Breaks are my time of ideas. I slow down, read, think, take walks, drive my car without the radio on. Taking that time to recharge and let ideas percolate is so important for me. Over winter break this year, my favorite WNYC program, On the Media, aired a show around gaming. Their last piece, The Future of Gaming was an interview with journalist Tom Bissell which aired pieces of the two following videos:
Jane McGonigal: Gaming can make a better world

Last year when I visited Al Doyle at Quest 2 Learn (Q2L), I saw the vision of Katie Salen who wrote Rules of Play and founded Q2L. Kids using system design theory to learn History, English, Math and Science in a 21st Century way. Kids creating their own games to teach their peers.

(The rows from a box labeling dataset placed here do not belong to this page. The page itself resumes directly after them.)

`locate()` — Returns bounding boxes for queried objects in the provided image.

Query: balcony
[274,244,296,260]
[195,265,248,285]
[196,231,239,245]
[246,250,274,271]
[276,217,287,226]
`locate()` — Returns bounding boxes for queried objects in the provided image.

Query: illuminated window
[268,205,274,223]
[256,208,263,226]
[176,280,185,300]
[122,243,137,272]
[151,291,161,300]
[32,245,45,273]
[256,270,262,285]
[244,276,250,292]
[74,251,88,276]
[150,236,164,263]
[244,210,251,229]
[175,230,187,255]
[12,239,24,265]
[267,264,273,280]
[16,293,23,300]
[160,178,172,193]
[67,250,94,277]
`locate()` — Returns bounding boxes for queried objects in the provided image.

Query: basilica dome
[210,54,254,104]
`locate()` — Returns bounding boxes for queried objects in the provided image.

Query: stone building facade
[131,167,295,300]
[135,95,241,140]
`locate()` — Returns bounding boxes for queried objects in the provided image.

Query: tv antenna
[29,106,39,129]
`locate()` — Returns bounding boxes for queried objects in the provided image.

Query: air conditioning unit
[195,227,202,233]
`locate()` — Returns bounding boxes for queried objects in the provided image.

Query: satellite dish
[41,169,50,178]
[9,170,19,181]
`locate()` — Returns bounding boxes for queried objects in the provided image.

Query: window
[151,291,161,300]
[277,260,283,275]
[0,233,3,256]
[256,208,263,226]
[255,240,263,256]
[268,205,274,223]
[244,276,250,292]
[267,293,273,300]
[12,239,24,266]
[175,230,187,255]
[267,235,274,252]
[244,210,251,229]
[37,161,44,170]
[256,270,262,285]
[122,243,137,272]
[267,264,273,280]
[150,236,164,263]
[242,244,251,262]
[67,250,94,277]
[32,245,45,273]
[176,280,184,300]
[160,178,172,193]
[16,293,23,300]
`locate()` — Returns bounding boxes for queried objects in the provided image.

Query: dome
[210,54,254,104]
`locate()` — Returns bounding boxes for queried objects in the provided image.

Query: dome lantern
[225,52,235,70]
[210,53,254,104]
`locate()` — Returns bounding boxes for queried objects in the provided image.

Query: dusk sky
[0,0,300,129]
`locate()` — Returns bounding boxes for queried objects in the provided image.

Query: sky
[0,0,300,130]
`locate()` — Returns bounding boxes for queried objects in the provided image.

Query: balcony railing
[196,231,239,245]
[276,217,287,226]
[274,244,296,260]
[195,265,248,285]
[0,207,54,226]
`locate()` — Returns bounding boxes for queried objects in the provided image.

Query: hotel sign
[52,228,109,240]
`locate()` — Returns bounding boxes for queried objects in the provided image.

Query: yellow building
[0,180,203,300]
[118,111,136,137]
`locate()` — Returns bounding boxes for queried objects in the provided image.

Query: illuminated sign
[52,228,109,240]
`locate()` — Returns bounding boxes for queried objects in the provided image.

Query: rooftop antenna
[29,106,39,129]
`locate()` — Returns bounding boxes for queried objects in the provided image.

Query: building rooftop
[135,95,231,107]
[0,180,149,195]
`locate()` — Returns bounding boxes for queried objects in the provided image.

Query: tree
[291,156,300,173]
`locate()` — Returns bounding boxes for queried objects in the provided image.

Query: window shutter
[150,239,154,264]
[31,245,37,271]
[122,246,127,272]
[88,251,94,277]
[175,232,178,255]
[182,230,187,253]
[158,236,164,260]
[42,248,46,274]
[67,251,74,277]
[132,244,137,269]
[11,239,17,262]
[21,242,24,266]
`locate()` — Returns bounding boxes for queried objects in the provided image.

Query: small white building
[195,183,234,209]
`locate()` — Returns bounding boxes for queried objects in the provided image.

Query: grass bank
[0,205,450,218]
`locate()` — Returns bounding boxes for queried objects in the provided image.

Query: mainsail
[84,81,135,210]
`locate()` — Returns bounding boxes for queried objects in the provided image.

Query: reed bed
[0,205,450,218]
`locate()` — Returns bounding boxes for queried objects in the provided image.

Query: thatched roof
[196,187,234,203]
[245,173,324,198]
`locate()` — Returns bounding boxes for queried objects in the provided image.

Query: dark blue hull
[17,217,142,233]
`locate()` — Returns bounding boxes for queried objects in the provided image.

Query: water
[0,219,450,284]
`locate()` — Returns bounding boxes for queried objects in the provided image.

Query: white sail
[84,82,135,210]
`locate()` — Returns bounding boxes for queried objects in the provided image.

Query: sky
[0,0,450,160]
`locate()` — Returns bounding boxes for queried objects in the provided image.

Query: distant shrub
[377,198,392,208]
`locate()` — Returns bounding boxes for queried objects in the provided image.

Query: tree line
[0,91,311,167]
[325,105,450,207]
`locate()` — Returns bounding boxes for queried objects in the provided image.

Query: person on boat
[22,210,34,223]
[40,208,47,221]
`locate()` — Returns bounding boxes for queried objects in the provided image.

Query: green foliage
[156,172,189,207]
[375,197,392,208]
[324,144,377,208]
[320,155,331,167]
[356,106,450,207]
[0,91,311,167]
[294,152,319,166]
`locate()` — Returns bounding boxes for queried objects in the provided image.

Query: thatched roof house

This leads me to Jane McGonigal’s book, Reality is Broken: Why Games Make Us Better and How They Can Change the World. I’m only 56% of the way through, but her stories of real games being designed to make the world a better place is compelling. Not that we have to solve all problems with games, but designing compelling experiences for our students so they are engaged in their learning seems a lot like designing games.
Here’s one example of how I’ve applied McGonigal’s work here at school. A few weeks ago, I was running an exchange day between boys at my school and girls at one of our sister schools. The boys and girls were doing some icebreaker activities and one of the activities was starting to get stale and we still had about 10 minutes to go in the period. I added a new challenge (do the activity standing up instead of sitting down) and it allowed the activity to reengage the students.
I used the understanding that “all games share four defining traits: a goal, rules, a feedback system, and voluntary participation.” (McGonigal, 2011) was important to this process. A new rule refreshed the game that I described above.
So I’m finding myself more and more interested and engaged in thinking about game design and design challenges as centerpieces of student learning. Solve big problems, figure out how to change the world, engage people around you. Dan Pink nailed it when he wrote about autonomy, motivation and purpose. This all seems inter-related in critical ways.
What do you think? What are your examples of using games to develop better learning environments?